Desde 1948 la Organización Mundial de la Salud (OMS) ha definido de una forma completamente innovadora el estado de salud: «La salud es un estado de completo bienestar físico, mental y social, y no consiste únicamente en la ausencia de enfermedad». Esta definición ha superado todos los conceptos de pasividad y estatismo del individuo ante su propia situación saludable, y ha extendido el frente de los fenómenos que determinan el bienestar de las personas al ambiente natural y social. Unos veinte años más tarde, Alessandro Seppilli determinó, de una manera más precisa si cabe, el papel de cada individuo —entendido en su totalidad— ante su propia salud: «La salud es una condición de armónico equilibrio funcional, físico y psíquico del individuo, integrado dinámicamente en su propio ambiente natural y social».

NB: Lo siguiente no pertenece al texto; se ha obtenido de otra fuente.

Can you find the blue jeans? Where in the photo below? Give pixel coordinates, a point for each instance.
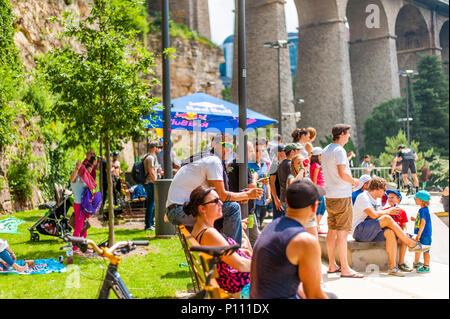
(232, 220)
(150, 209)
(6, 257)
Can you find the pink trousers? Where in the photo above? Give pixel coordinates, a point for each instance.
(80, 218)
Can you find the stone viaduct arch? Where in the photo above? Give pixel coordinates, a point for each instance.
(345, 65)
(443, 41)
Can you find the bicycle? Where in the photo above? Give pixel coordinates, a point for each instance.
(216, 252)
(112, 280)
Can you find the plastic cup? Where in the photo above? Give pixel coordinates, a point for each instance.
(251, 221)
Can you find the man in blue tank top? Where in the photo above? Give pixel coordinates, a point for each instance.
(286, 258)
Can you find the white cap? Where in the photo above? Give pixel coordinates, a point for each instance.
(316, 151)
(362, 180)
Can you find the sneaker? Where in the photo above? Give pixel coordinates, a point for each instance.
(419, 247)
(423, 268)
(395, 272)
(404, 267)
(417, 265)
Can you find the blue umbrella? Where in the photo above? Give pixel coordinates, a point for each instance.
(200, 110)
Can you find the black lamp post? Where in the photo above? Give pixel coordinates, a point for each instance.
(408, 74)
(279, 44)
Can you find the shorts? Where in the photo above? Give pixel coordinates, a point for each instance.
(423, 240)
(408, 164)
(340, 213)
(322, 208)
(369, 230)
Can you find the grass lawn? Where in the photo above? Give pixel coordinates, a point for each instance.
(151, 272)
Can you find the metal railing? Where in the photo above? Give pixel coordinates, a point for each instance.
(383, 172)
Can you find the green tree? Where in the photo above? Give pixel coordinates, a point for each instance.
(10, 74)
(391, 149)
(431, 111)
(104, 90)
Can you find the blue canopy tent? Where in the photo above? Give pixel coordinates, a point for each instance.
(203, 112)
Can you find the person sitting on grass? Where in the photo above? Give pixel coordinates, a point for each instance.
(393, 199)
(286, 258)
(8, 259)
(206, 207)
(422, 230)
(370, 223)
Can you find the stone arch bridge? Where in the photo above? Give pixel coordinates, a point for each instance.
(349, 53)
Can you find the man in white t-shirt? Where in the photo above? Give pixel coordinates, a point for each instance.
(338, 199)
(208, 169)
(371, 223)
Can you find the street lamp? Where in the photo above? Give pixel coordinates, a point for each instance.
(279, 44)
(408, 74)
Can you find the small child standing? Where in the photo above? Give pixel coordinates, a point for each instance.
(393, 199)
(422, 230)
(315, 171)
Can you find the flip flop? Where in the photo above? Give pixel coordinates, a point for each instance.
(333, 272)
(354, 275)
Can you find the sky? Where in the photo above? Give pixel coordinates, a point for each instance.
(221, 17)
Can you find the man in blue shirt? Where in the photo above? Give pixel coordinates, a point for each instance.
(261, 169)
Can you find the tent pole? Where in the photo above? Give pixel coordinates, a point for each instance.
(243, 162)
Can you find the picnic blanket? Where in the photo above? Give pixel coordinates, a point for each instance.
(10, 225)
(42, 266)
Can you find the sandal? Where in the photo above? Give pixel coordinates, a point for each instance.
(333, 272)
(353, 275)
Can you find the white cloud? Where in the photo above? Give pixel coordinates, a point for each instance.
(222, 18)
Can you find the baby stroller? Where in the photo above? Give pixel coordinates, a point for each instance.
(54, 222)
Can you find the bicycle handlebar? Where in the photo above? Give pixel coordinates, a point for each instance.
(216, 251)
(80, 241)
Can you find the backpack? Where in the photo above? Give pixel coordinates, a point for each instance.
(138, 172)
(90, 203)
(138, 192)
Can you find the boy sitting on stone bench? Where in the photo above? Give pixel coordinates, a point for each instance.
(370, 223)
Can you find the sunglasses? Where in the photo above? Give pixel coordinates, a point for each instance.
(215, 201)
(227, 145)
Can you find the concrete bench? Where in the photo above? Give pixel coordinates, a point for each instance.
(443, 216)
(362, 256)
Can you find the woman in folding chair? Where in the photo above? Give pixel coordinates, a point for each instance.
(233, 270)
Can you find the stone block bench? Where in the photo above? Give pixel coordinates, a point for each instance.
(362, 256)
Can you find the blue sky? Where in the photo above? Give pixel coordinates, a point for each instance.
(222, 18)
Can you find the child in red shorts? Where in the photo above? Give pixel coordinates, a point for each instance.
(393, 199)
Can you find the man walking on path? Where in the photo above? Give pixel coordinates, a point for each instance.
(338, 199)
(408, 158)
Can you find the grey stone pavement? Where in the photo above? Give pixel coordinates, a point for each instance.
(433, 285)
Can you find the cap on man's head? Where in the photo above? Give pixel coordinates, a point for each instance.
(303, 193)
(281, 147)
(316, 151)
(399, 195)
(291, 147)
(338, 129)
(423, 195)
(362, 180)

Desde entonces se ha andado mucho camino en este sentido y hoy día ya es indiscutible que cada ser humano es consciente de su derecho a estar en armonía con su propio cuerpo y con su propio ambiente; asimismo, nadie duda de que una tarea importante de la medicina consiste en desarrollar una acción preventiva para que el estado de salud no se vea comprometido.

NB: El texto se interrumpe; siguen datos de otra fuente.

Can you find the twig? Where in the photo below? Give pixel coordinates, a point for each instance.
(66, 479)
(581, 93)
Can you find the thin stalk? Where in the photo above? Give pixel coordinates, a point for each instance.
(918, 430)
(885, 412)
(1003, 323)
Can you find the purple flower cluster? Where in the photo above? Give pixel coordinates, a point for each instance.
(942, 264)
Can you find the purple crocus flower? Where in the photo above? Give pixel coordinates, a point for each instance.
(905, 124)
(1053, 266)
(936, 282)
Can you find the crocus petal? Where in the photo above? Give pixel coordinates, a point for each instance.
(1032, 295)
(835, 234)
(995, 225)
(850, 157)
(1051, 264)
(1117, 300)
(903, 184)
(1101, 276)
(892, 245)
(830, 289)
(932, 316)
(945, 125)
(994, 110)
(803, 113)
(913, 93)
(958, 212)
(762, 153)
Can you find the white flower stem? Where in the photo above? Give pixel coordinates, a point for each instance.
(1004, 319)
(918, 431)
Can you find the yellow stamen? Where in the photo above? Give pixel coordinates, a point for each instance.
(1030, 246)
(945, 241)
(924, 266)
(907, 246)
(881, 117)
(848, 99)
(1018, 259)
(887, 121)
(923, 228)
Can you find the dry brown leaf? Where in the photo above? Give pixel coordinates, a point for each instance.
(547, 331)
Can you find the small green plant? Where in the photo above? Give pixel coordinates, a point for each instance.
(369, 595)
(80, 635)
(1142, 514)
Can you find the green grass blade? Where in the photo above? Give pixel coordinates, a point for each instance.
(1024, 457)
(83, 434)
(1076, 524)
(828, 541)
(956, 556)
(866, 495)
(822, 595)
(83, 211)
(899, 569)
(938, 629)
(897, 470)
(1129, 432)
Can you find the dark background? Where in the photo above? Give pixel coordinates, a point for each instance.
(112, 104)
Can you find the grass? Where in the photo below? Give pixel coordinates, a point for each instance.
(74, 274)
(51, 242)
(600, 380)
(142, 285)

Tal vez no nos preocupamos demasiado de nuestra salud y nos limitamos a acudir al médico para que nos suministre un fármaco milagroso tan pronto como nos aflige la menor molestia, sin ser conscientes del hecho de que el fármaco es un pequeño veneno cuyo abuso puede ser muy perjudicial.
Nuestro cuerpo desarrolla un trabajo grandioso gracias a los billones de células que lo forman, las cuales realizan miles de actividades. Estas no afrontan sólo las tareas de producción y destrucción de una cantidad enorme de sustancias (pensemos únicamente que el organismo humano posee cinco millones de proteínas distintas), sino también el hecho de que cada día unos quinientos billones de células nuevas sustituyen a las viejas.

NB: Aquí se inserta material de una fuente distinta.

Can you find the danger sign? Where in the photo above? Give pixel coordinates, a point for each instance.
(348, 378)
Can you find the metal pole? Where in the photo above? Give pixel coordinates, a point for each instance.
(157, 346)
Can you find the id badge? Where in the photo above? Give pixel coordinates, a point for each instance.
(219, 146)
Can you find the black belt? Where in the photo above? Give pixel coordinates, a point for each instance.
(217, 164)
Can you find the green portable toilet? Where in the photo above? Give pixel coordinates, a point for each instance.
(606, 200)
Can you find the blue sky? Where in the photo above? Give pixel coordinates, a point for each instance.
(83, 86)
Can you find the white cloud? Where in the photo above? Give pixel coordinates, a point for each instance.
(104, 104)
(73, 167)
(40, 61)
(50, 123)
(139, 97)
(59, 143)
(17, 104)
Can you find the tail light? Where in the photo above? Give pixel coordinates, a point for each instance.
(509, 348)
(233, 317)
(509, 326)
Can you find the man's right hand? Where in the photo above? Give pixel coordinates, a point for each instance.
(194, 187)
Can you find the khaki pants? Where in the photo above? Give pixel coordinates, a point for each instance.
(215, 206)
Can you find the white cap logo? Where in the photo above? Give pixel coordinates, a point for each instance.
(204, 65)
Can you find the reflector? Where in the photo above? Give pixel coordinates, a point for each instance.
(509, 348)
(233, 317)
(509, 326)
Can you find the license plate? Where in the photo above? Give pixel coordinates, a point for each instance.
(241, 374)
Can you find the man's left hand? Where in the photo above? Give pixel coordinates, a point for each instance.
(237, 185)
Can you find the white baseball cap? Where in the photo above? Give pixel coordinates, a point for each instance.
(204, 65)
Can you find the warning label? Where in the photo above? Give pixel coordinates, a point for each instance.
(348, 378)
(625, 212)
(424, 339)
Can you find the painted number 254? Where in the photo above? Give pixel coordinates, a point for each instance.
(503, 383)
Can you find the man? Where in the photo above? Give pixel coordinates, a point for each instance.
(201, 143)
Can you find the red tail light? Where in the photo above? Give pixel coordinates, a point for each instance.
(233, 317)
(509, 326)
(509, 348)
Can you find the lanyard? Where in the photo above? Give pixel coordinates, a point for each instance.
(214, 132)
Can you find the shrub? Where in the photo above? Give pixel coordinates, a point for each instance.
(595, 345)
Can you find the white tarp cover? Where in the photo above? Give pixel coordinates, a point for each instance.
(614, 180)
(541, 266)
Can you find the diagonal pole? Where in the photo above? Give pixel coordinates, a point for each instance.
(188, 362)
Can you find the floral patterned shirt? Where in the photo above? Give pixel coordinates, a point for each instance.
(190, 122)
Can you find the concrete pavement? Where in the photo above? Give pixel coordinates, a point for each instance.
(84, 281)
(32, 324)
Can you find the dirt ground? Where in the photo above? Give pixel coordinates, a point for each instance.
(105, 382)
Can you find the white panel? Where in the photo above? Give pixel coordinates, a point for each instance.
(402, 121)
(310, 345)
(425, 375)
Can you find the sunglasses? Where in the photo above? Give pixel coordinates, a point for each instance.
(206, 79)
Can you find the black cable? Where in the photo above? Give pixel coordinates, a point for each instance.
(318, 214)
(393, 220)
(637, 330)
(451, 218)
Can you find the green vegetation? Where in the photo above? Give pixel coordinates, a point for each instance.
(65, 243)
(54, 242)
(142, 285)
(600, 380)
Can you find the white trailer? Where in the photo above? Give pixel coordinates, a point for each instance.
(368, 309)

Pues bien, a menudo no tratamos a esta máquina maravillosa con la atención necesaria para mantener un equilibrio tan delicado como este. Quisiéramos que nuestro cuerpo fuese siempre ágil, estuviese permanentemente lleno de energía... y, sin embargo, ingerimos comida que no siempre es adecuada y saludable. Además, somos tan sugestionables a los «persuasores ocultos» del mundo de la publicidad y del marketing alimentario, que no consideramos con la debida atención las ventajas que puede reportarnos una alimentación correcta.